Farnesyl transferase inhibitors in clinical development

Abstract

Farnesyl transferase (FT) inhibitors block the main post-translational modification of the Ras protein, thus interfering with its localisation to the inner surface of the plasma membrane and subsequent activation of downstream effectors. Although initially developed as a strategy to target Ras in cancer, FT inhibitors have subsequently been acknowledged as acting by additional and more complex mechanisms that may extend beyond Ras, involving RhoB, centromere-binding proteins and probably other farnesylated proteins. SCH66336 (lonafarnib, Sarasar( trade mark ); Schering-Plough), a tricyclic orally active FT inhibitor, was the first of these compounds to undergo clinical development.

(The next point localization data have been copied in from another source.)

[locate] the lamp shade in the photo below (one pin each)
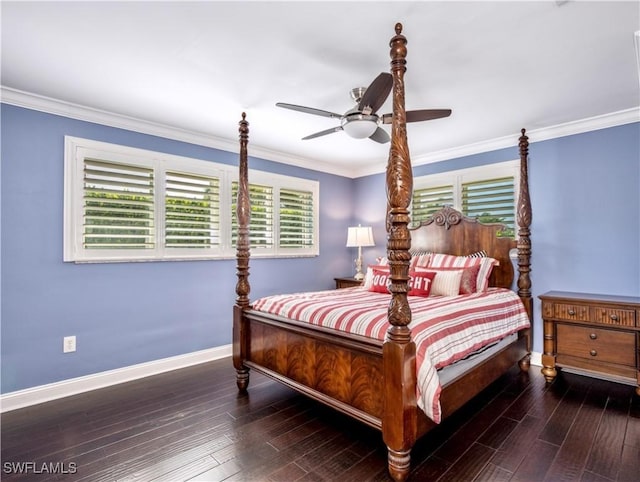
(360, 236)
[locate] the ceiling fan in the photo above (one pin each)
(362, 121)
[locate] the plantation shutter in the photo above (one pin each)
(262, 211)
(426, 201)
(296, 219)
(118, 206)
(490, 200)
(192, 211)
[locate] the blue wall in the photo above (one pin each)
(585, 192)
(123, 313)
(585, 196)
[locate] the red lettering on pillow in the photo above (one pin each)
(420, 283)
(379, 281)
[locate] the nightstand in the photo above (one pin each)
(347, 282)
(592, 334)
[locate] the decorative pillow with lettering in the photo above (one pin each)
(368, 277)
(379, 280)
(420, 283)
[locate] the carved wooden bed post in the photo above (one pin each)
(524, 240)
(243, 213)
(399, 426)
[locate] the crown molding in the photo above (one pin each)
(75, 111)
(627, 116)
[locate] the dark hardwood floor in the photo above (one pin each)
(191, 424)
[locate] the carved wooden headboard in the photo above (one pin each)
(448, 231)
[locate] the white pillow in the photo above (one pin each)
(446, 283)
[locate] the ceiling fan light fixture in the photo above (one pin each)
(360, 126)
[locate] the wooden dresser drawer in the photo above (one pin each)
(567, 311)
(613, 316)
(607, 346)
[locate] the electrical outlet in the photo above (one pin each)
(69, 344)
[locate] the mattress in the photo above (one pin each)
(445, 329)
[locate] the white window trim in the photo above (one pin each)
(472, 174)
(76, 149)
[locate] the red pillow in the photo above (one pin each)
(379, 280)
(420, 283)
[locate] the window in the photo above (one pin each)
(487, 193)
(126, 204)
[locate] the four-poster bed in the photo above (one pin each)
(375, 379)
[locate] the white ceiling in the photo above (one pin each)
(195, 66)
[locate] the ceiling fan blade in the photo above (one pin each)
(309, 110)
(420, 115)
(380, 135)
(427, 114)
(376, 93)
(323, 133)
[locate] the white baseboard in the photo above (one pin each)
(536, 358)
(52, 391)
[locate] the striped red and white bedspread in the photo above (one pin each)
(444, 329)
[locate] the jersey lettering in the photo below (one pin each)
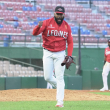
(57, 33)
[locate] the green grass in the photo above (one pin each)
(102, 93)
(50, 105)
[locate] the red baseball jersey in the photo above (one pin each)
(55, 36)
(107, 54)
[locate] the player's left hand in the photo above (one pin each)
(67, 61)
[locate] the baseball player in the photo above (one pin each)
(106, 67)
(55, 33)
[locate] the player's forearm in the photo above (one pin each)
(36, 30)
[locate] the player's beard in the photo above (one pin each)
(56, 19)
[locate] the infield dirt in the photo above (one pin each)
(49, 95)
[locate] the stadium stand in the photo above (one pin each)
(19, 17)
(16, 70)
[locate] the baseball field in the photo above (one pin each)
(45, 99)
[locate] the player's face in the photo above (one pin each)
(59, 17)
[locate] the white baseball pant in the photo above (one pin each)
(105, 73)
(52, 61)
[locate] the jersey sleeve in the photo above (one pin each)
(69, 42)
(37, 30)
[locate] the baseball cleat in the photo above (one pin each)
(104, 89)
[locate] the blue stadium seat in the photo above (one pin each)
(39, 19)
(15, 18)
(24, 8)
(108, 25)
(104, 32)
(83, 32)
(31, 23)
(1, 26)
(16, 24)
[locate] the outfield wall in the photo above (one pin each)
(90, 80)
(90, 57)
(74, 83)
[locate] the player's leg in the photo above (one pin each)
(104, 76)
(48, 66)
(59, 72)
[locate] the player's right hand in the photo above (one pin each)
(40, 23)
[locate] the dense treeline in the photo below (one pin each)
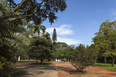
(18, 37)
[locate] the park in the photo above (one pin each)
(29, 48)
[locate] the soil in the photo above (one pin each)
(64, 68)
(90, 71)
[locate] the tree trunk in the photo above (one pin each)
(37, 61)
(105, 59)
(113, 61)
(41, 61)
(0, 74)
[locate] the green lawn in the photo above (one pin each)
(10, 70)
(62, 62)
(106, 66)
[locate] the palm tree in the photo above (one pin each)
(38, 28)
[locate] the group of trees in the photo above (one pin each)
(80, 56)
(105, 40)
(17, 34)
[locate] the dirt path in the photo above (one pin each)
(91, 71)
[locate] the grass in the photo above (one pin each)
(49, 65)
(48, 61)
(45, 63)
(106, 66)
(10, 70)
(62, 62)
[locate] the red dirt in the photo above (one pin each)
(21, 64)
(90, 71)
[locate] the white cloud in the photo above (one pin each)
(62, 30)
(68, 41)
(112, 11)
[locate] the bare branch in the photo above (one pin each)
(19, 5)
(20, 17)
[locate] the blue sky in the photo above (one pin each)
(81, 19)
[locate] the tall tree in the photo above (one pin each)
(54, 36)
(36, 11)
(105, 38)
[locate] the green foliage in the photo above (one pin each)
(105, 39)
(106, 66)
(36, 11)
(54, 36)
(40, 48)
(83, 57)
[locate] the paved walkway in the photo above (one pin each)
(37, 71)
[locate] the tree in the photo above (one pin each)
(38, 28)
(83, 57)
(54, 36)
(40, 48)
(60, 49)
(7, 30)
(36, 11)
(105, 39)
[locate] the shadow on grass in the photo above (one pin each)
(35, 69)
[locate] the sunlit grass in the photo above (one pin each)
(9, 70)
(62, 62)
(106, 66)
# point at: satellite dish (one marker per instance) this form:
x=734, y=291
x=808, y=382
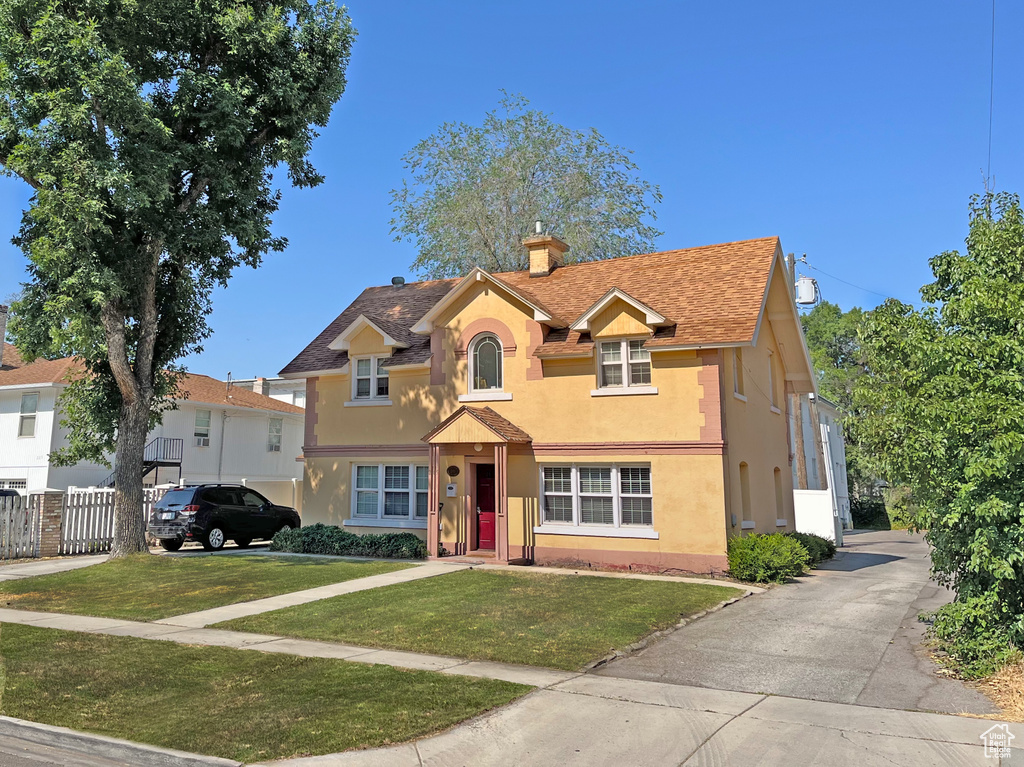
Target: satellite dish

Gastrointestinal tract toxicities and fatigue have qualified as dose-limiting toxicities in all Phase I/II studies. Evidence of clinical activity has been reported. Lonafarnib combination studies with both gemcitabine and paclitaxel have been carried out. No unexpected toxicities were observed in these Phase I studies, while encouraging clinical activity was observed mainly in pancreatic cancer and non-small cell lung cancer. Further combination studies are ongoing. R115777 (Zarnestra( trade mark ); Janssen Pharmaceutica) is another orally active FT competitive inhibitor in clinical development. Single-agent Phase I/II studies have shown that myelotoxicity and neurotoxicity are dose-limiting toxicities; intermittent schedule is probably better tolerated; antitumour activity is observed particularly in breast cancer and haematological malignancies. A number of combination studies with R115777 have been carried out. A recently completed, large Phase III trial comparing gemcitabine plus R115777 versus gemcitabine plus placebo in advanced pancreatic cancer has failed to demonstrate any survival benefit in the R115777 arm. BMS-214662 is the third FT inhibitor in clinical development. It has the main advantage of being cytotoxic in nature, rather than cytostatic, and potent in vivo antitumour activity has been reported. A major drawback for BMS-214662 is its severe gastrointestinal and liver toxicities, which prevent the achievement of adequate systemic exposures following the oral route. Alternative ways of interference with the ras oncogene pathway, in particular inhibition of ras downstream effectors, are discussed and early clinical data are presented.